The surge in recent attacks follows the shutdown of one of the group's more successful malware botnets, ‘Bobik’, this past fall. The shutdown led them to focus on the pay-for-volunteer hacking platform, otherwise known as the DDosnia project, Avast reported.

“If you view it as a business model,” Noonan said, “it simply feels like the application of a business management tool or business model to the hacking vertical. In many ways it probably was inevitable.”

Once recruited, volunteers are required to register on the group's encrypted Telegram messaging platform to receive instructions and participate in the crypto contest.

The site provides its own leaderboard tracking the names and statistics of the campaign's top performers, reported Avast.

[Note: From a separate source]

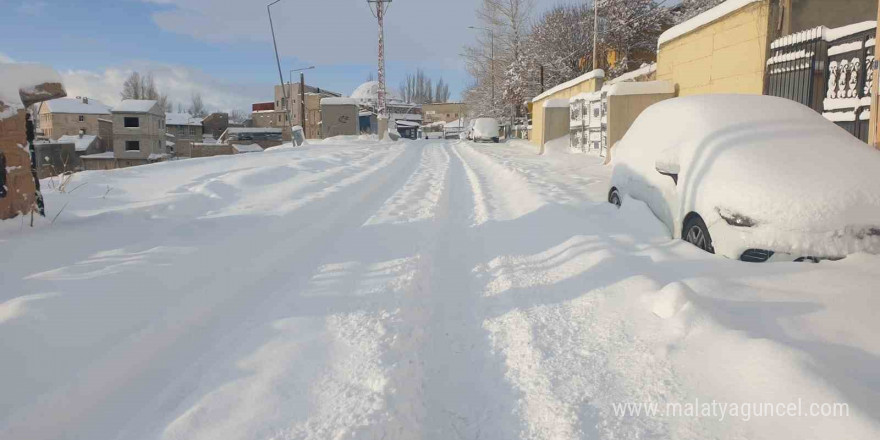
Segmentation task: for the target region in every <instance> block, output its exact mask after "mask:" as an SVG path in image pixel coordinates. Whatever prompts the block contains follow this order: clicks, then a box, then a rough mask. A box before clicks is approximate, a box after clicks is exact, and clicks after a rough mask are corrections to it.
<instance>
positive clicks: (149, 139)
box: [113, 106, 165, 160]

There are about 1000 volunteers signed up as of this week, they noted.

The group claims incentive payouts are determined by how much an individual hacker contributes to the success of a targeted campaign.

Avast reported there has been no definitive proof of any actual payout. To be eligible, volunteers are required to register their crypto wallets on the site.

NoName057(16) provides its volunteers with online toolkits to help overwhelm the targeted sites, as well as its subdomains for an even greater impact.

As global conflicts continue to shift into the cyber realm, will awarding prizes and cryptocurrency to hackers with the highest success rates morph into something even more nefarious?

“I don’t think it changes warfare,” Noonan said. “It simply becomes a tool to identify, attract, motivate, train, and retain talent for both the good guys and the bad guys. The good news is that it’s equally available for the forces for good to exploit as well,” he said.